In diesem Sinne freue ich mich über diese einstimmige Beschlussfassung. (Beifall bei der SPÖ und bei Abgeordneten der ÖVP.)

19.20

Präsidentin Doris Bures: Zu Wort ist dazu nun niemand mehr gemeldet. Die Debatte ist geschlossen.

Wünscht die Frau Berichterstatterin ein Schlusswort? – Das ist nicht der Fall.

RN/202

Abstimmung

Präsidentin Doris Bures: Wir gelangen zur Abstimmung über den Gesetzentwurf in 498 der Beilagen.

Hiezu haben die Abgeordneten Fürlinger, Yildirim, Holzegger, Kolleginnen und Kollegen einen Abänderungsantrag eingebracht. 

Ich werde daher zunächst über die vom erwähnten Änderungsantrag betroffenen Teile und schließlich über die noch nicht abgestimmten Teile des Gesetzentwurfes abstimmen lassen. 

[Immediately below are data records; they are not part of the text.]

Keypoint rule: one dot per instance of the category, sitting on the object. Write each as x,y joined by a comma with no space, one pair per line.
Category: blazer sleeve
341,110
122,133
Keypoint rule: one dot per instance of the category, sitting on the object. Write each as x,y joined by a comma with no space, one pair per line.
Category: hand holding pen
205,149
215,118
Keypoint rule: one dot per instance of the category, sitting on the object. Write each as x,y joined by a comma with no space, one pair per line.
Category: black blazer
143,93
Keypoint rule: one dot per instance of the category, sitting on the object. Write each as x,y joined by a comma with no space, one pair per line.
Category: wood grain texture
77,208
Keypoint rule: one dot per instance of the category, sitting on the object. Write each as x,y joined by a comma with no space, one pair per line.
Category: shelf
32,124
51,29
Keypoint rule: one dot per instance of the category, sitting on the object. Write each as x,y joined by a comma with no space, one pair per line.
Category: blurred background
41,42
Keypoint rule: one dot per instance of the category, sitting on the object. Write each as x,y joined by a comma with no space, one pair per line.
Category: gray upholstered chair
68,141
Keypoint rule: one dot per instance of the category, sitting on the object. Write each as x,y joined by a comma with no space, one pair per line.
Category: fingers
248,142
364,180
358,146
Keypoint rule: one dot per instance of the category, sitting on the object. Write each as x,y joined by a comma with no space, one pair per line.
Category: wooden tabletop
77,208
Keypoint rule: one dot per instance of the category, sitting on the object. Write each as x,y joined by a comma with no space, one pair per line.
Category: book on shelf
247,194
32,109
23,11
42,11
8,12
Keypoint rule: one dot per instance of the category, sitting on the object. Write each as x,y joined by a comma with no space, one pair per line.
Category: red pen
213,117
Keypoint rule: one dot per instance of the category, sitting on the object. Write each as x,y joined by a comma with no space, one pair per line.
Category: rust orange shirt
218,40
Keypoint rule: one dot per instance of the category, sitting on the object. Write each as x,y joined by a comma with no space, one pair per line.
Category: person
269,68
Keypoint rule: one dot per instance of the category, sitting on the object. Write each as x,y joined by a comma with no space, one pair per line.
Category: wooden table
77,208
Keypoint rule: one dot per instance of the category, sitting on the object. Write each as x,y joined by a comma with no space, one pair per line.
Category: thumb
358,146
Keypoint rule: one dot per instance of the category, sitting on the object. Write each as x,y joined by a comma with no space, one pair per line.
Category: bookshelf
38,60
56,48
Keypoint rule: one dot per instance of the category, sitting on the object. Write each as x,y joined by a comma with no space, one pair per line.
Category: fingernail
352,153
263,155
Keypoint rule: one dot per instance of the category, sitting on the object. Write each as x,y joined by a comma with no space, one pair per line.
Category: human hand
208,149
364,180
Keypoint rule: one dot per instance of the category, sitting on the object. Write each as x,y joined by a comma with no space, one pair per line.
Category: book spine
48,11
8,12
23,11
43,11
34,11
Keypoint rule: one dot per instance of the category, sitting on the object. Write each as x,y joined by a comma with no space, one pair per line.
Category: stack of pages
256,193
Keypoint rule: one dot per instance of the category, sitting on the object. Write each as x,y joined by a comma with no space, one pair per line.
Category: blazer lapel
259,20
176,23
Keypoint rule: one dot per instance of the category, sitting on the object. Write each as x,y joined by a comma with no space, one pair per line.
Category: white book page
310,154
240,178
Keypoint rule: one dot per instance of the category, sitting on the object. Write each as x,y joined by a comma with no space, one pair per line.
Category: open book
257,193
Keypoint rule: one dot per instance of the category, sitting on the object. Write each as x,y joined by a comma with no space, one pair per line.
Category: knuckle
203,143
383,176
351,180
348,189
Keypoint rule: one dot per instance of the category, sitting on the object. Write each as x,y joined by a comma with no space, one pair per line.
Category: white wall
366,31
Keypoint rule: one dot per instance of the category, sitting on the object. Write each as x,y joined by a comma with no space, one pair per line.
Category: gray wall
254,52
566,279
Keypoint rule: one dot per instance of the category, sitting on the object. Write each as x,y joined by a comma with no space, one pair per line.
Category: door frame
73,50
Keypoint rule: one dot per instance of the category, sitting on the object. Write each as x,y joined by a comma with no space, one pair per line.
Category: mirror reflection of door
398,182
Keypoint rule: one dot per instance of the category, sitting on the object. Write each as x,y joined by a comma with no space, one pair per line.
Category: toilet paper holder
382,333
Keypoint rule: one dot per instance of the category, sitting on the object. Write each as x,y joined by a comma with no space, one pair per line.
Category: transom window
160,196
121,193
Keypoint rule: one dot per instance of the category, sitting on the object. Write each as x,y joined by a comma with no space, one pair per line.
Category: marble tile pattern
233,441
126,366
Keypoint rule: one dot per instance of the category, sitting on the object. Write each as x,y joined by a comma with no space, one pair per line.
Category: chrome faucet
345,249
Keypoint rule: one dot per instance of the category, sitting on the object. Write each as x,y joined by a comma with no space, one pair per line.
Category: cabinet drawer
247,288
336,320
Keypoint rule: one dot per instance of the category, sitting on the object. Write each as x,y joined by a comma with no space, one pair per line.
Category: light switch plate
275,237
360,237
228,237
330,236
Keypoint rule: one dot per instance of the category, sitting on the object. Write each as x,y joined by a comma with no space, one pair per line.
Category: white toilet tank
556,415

Die Abgeordneten Fürlinger, Yildirim, Holzegger, Kolleginnen und Kollegen haben einen Änderungsantrag betreffend Artikel 1 bis 6 eingebracht.

Wer sich dafür ausspricht, den bitte ich um ein zustimmendes Zeichen. – Das ist einstimmig so angenommen.

Schließlich kommen wir zur Abstimmung über die restlichen, noch nicht abgestimmten Teile des Gesetzentwurfes samt Titel und Eingang in der Fassung der Regierungsvorlage.

Wer spricht sich dafür aus? – Auch das ist einstimmig angenommen.

Wir kommen sogleich zur dritten Lesung.

Der Gesetzentwurf ist in dritter Lesung einstimmig angenommen.